Syariah

Hati-hati Fatwa Individu

Ahad, 22 Agustus 2021 | 23:00 WIB

Hati-hati Fatwa Individu

Hati-hati dengan fatwa individu.

Membahas fatwa dan perbedaan pendapat ulama artinya membahas ragam pendapat ulama setelah wafatnya Rasulullah saw. Sebab, sebelum Rasulullah saw wafat sangat minim kemungkinan terjadi perbedaan pendapat di antara para sahabat. Mereka memiliki Rasulullah saw selaku sumber hukum referensi sentral yang tidak dipertentangkan. 

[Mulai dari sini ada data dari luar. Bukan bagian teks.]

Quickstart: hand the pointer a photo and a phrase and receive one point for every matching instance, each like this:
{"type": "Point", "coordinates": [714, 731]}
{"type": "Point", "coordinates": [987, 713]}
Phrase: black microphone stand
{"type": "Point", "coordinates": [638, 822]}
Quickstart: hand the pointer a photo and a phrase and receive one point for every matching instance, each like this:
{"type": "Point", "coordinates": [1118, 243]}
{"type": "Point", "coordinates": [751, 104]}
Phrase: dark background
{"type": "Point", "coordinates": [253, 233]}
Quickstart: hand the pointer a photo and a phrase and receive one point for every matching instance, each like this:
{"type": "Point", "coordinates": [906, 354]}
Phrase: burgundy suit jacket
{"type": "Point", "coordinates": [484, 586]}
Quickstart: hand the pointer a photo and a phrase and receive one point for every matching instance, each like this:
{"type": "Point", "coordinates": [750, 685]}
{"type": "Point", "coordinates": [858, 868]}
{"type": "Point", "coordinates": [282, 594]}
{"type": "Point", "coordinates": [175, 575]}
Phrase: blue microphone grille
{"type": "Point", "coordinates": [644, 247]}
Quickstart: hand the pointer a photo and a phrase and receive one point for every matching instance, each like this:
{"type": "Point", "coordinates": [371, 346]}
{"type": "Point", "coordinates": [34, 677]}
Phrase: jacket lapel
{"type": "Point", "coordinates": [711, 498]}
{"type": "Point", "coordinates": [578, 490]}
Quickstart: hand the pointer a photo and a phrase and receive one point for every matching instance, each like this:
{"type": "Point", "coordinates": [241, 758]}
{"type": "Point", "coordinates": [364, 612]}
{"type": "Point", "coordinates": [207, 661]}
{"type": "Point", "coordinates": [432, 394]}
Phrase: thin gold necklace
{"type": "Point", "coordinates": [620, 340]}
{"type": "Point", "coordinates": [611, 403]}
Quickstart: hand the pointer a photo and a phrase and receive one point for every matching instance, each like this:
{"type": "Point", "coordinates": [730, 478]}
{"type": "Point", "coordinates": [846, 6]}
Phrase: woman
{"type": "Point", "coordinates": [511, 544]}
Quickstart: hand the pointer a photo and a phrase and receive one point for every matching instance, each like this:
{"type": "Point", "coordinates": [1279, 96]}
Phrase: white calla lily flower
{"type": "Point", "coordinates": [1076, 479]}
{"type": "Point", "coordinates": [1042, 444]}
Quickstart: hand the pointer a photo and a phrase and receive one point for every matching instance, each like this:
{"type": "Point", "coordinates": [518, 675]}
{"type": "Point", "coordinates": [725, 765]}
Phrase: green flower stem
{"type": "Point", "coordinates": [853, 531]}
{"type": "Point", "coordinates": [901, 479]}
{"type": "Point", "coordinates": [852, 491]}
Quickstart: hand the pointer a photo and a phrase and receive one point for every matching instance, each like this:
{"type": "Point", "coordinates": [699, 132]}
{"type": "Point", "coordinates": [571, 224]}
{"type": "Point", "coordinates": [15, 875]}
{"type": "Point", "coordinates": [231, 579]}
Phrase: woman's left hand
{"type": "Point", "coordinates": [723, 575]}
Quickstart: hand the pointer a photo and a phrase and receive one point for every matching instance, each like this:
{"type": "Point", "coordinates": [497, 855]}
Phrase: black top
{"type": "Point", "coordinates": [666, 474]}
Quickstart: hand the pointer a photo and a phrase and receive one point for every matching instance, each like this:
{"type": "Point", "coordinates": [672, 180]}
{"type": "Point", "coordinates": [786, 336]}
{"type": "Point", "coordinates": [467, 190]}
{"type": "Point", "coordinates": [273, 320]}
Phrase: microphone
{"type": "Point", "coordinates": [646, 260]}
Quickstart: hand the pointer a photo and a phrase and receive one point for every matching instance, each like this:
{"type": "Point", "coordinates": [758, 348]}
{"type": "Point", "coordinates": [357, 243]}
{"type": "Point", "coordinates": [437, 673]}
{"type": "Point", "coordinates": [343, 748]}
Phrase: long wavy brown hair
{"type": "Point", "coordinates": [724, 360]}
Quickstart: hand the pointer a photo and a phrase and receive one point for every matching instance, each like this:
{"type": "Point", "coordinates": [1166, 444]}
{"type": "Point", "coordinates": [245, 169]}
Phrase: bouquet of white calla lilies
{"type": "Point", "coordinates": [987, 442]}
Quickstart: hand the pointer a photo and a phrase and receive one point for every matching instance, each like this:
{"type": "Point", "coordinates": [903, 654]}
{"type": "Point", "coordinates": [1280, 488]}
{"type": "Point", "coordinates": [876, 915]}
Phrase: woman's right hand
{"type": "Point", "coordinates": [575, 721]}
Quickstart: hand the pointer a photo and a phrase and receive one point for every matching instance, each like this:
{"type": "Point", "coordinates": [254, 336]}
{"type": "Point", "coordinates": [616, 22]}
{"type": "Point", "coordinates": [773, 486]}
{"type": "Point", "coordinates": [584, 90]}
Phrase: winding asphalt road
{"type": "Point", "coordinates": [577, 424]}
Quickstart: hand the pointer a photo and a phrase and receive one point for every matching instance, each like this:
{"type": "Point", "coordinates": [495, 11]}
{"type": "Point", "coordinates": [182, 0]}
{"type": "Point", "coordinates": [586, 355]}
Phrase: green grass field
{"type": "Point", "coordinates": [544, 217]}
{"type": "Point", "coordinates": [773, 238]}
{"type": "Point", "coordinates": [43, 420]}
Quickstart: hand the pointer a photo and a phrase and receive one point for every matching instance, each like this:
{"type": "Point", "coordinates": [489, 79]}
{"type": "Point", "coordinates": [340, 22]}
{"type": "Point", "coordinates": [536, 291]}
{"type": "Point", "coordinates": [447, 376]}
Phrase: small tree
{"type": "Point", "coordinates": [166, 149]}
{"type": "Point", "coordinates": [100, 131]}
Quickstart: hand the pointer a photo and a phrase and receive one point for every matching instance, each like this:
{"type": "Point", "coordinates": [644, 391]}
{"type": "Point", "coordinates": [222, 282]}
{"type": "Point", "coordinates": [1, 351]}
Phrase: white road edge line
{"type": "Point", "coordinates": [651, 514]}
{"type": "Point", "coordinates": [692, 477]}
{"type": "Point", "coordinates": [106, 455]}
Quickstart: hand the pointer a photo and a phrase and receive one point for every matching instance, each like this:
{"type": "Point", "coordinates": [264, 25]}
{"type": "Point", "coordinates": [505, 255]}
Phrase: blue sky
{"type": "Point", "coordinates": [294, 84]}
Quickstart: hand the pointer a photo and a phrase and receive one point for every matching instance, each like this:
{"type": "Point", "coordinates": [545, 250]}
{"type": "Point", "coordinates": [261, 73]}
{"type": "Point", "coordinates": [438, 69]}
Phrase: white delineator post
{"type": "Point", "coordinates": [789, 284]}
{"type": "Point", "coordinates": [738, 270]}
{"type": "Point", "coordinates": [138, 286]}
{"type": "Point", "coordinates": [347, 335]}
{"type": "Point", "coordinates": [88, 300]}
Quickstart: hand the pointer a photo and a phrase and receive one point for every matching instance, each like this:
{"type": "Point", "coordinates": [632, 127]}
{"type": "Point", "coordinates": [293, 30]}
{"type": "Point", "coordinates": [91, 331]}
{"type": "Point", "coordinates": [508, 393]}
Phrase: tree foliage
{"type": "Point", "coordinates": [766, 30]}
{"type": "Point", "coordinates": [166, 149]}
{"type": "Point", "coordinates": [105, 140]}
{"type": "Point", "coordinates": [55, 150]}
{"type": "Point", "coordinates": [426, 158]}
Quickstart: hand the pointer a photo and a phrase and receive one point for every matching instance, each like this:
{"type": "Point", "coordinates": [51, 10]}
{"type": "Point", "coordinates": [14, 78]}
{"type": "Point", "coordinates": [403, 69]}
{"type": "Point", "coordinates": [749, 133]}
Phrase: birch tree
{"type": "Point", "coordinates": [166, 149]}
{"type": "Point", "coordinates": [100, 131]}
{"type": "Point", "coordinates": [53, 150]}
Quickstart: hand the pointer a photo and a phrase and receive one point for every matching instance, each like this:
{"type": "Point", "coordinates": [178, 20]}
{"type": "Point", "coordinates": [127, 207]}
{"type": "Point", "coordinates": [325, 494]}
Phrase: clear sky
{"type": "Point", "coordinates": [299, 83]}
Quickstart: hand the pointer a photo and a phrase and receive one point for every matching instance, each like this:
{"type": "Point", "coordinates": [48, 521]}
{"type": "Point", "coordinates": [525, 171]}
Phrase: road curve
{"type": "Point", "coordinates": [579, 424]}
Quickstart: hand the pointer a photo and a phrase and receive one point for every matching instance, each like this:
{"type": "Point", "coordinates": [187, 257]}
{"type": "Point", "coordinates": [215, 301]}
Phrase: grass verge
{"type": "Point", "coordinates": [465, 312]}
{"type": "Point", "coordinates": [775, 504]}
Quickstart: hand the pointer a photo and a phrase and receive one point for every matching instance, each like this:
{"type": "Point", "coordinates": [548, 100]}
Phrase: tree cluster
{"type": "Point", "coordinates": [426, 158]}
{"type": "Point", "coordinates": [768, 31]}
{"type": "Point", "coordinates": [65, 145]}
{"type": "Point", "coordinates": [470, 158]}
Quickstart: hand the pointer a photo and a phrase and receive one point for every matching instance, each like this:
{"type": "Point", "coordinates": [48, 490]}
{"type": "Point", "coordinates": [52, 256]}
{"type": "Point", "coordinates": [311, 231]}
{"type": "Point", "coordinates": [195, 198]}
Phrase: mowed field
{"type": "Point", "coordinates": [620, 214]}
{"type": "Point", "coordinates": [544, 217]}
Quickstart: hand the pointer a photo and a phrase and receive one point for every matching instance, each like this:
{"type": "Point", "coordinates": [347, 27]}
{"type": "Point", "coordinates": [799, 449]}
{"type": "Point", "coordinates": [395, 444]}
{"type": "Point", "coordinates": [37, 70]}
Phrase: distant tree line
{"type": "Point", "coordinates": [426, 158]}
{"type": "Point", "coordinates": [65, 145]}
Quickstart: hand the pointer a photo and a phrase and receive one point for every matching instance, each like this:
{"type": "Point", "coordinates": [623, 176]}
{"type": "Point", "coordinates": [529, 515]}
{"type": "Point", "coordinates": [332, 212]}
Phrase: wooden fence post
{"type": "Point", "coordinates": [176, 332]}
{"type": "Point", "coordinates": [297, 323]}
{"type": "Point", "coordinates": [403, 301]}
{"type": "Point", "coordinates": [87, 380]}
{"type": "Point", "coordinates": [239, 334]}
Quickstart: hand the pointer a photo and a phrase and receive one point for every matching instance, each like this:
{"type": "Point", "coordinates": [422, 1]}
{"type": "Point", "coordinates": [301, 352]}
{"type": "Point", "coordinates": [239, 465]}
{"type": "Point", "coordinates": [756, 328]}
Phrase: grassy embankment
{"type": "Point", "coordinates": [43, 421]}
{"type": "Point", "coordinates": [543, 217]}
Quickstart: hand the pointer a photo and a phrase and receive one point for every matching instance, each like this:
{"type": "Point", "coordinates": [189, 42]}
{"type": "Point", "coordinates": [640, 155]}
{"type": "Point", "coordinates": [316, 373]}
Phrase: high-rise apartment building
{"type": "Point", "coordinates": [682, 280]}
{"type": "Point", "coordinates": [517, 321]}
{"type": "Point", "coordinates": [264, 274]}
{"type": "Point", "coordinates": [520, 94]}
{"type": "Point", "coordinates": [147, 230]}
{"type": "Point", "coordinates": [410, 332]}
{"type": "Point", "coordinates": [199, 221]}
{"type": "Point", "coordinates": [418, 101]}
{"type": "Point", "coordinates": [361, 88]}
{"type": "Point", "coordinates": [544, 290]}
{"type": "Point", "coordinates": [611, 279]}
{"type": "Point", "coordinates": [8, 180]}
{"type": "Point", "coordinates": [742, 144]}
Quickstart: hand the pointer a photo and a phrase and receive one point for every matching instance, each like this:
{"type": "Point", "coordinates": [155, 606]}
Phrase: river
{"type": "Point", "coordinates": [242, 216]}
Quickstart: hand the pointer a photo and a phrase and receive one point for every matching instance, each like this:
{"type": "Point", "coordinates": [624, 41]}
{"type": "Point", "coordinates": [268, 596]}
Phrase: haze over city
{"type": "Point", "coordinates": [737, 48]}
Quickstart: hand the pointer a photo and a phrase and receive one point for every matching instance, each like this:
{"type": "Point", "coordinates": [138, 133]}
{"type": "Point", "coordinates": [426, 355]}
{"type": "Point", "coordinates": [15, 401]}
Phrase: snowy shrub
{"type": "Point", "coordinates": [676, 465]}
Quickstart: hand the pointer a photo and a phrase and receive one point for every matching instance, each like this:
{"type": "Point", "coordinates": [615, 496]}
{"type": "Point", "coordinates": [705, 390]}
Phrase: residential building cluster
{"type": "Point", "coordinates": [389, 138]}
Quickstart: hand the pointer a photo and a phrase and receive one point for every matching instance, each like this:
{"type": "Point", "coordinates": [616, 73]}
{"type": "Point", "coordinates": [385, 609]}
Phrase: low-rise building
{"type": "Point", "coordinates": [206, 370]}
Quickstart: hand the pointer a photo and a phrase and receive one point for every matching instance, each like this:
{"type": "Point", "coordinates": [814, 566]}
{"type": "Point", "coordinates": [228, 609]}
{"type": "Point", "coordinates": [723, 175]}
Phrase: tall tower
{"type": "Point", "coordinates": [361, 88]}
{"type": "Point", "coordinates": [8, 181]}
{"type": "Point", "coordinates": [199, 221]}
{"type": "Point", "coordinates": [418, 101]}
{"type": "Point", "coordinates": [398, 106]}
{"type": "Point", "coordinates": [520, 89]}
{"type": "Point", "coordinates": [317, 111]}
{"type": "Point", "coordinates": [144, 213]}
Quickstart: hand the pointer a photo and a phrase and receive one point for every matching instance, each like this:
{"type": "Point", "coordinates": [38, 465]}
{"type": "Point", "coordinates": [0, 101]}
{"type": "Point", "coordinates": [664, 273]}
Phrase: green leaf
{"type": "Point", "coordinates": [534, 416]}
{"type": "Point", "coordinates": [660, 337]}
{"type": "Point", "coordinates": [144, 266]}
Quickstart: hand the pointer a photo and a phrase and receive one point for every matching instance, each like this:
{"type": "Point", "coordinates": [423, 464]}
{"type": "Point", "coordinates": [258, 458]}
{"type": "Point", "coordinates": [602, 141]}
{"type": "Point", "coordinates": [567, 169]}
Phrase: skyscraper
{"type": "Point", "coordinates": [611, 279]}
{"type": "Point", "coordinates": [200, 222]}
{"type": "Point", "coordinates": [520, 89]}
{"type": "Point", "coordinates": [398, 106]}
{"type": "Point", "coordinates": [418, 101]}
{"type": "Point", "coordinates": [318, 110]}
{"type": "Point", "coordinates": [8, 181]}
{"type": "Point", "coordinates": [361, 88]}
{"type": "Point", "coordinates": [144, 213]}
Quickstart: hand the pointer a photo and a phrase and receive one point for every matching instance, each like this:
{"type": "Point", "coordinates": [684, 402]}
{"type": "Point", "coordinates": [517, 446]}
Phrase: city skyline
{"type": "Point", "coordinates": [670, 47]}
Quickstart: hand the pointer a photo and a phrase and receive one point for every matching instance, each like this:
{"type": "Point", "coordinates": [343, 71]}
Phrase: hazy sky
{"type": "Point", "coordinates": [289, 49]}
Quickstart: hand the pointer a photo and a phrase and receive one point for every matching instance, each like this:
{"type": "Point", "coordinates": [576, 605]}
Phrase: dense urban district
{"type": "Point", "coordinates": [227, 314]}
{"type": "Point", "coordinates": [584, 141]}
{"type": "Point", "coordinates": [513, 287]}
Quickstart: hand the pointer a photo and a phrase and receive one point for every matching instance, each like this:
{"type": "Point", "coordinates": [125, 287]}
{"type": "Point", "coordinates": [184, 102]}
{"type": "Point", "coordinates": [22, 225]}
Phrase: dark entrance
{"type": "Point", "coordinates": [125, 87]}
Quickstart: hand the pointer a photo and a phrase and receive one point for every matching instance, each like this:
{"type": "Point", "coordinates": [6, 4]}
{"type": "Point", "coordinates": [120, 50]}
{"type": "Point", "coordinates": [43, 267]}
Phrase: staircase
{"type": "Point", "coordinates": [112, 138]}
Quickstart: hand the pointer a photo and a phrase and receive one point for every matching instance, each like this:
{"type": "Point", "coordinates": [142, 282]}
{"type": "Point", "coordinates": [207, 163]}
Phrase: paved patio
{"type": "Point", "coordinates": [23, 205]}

Setelah kepergian Rasulullah saw dan terputusnya wahyu, para sahabat dan orang-orang yang hidup dengan mereka (tabi’in) disibukkan dengan berbagai permasalahan yang tidak pernah mereka jumpai pada zaman Rasulullah saw. Permasalahan dilatarbelakangi oleh keadaan, perbedaan ras, serta luasnya penyebaran agama Islam yang membuat mereka saling berjauhan. Dalam keadaan demikian, salah satu di antara mereka mencoba menjawab permasalahan baru yang terjadi dengan ijtihad hukum baru. Syekh Ali Khafif (1309-1398 H), salah satu guru Syekh Abu Zahrah dan Syekh Wahbah az-Zuhaili, menejelaskan:


وَذَلِكَ إِنَّمَا يَقُوْمُ عَلَى النَّظَرِ وَالمُوَازَنَةِ بَيْنَ مَا حَدَثَ فِي زَمَنِ الرِّسَالَةِ وَمَا حَدَثَ بَعْدَهَا


Artinya, “(Pada mulanya) jawaban hukum dibangun atas dasar mengamati dan mempertimbangkan antara kejadian yang terjadi pada zaman kenabian dan permasalahan yang terjadi setelahnya.” (Ali al-Khafif, Asbâbukh Tilâfil Fuqahâ’, [Beirut, Dârul Fikr: 2005], halaman 7).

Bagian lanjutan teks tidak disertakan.